Rice is not the only woman counter-acting the GOP's narrow image these days. All the unflattering attention paid to Sarah Palin has overshadowed the likes of former eBay (EBAY, Fortune 500) chief Meg Whitman running for governor of California, Maine Senator Olympia Snowe gamely trying to broker a health care deal in Congress, and that other Cheney -- Liz -- relentlessly making the case for a vigorous "war on terror" to TV and radio audiences.
Rice quashed rumors of a 2008 presidential run and who knows whether she'll reconsider after she decides to move on from grading papers at Stanford. As Bush's national security adviser at the launch of the Iraq War, she will never appeal to hardcore Democrats.

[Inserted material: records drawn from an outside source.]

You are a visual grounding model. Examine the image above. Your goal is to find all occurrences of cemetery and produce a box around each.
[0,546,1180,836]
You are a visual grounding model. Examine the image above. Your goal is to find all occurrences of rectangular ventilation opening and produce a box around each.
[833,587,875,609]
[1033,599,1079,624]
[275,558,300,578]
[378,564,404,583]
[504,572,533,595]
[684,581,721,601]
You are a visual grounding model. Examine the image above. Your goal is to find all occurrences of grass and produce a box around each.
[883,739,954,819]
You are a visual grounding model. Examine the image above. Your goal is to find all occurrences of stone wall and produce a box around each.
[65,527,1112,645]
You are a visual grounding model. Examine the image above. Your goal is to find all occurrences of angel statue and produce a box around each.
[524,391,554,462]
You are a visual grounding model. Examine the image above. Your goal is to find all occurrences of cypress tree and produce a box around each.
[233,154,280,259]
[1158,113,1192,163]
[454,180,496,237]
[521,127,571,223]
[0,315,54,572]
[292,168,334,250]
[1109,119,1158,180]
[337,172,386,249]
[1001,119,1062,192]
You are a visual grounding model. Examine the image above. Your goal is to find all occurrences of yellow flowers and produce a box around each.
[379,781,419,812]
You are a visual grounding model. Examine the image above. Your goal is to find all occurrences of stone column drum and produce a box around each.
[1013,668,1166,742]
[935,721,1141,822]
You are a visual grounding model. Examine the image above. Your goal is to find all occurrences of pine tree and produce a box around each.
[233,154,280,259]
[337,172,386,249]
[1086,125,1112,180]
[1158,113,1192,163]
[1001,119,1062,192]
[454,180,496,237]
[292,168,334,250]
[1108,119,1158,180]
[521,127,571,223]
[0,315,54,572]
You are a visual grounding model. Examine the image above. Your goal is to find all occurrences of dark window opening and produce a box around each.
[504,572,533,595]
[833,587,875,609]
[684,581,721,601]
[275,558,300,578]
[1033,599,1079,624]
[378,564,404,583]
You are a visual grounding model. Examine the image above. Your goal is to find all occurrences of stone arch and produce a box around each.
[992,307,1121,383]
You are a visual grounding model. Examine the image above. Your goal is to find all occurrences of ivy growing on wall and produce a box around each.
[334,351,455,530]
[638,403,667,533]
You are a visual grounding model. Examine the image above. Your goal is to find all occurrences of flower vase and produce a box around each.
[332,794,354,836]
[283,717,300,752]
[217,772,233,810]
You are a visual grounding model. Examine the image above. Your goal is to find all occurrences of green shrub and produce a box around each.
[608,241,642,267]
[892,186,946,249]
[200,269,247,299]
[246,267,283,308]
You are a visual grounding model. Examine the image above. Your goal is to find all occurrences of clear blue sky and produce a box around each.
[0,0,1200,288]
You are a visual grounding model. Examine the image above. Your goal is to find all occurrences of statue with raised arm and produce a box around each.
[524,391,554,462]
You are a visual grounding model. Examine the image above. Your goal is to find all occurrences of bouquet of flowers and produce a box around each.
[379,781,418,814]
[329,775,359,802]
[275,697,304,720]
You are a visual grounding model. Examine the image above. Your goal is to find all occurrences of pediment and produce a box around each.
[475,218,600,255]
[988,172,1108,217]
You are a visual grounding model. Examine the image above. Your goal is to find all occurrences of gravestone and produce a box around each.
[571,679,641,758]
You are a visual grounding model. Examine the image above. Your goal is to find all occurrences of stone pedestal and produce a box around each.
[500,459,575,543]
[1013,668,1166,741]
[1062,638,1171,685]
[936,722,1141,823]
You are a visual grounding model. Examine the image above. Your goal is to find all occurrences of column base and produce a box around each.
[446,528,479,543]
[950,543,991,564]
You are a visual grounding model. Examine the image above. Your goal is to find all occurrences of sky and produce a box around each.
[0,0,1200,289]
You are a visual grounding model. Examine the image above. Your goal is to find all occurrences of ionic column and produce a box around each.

But to those millions of independents and soft Republicans who pulled Obama over the top in last year's election -- a familiar brand of voter at this Fortune gathering -- Rice has allure.
At the end of our interview, as I stood to shake Rice's hand, I glanced over my shoulder at this audience of women-CEO's and senior business and government leaders, media opinion-makers and entertainment stars, ground-breaking academics and committed philanthropists. It was an audience I knew, first-hand, viewed the Bush administration with doubts and, in some cases, outright hostility. So what I saw was telling.
Every single woman in that San Diego hotel ballroom was on her feet-giving Condi Rice a standing ovation.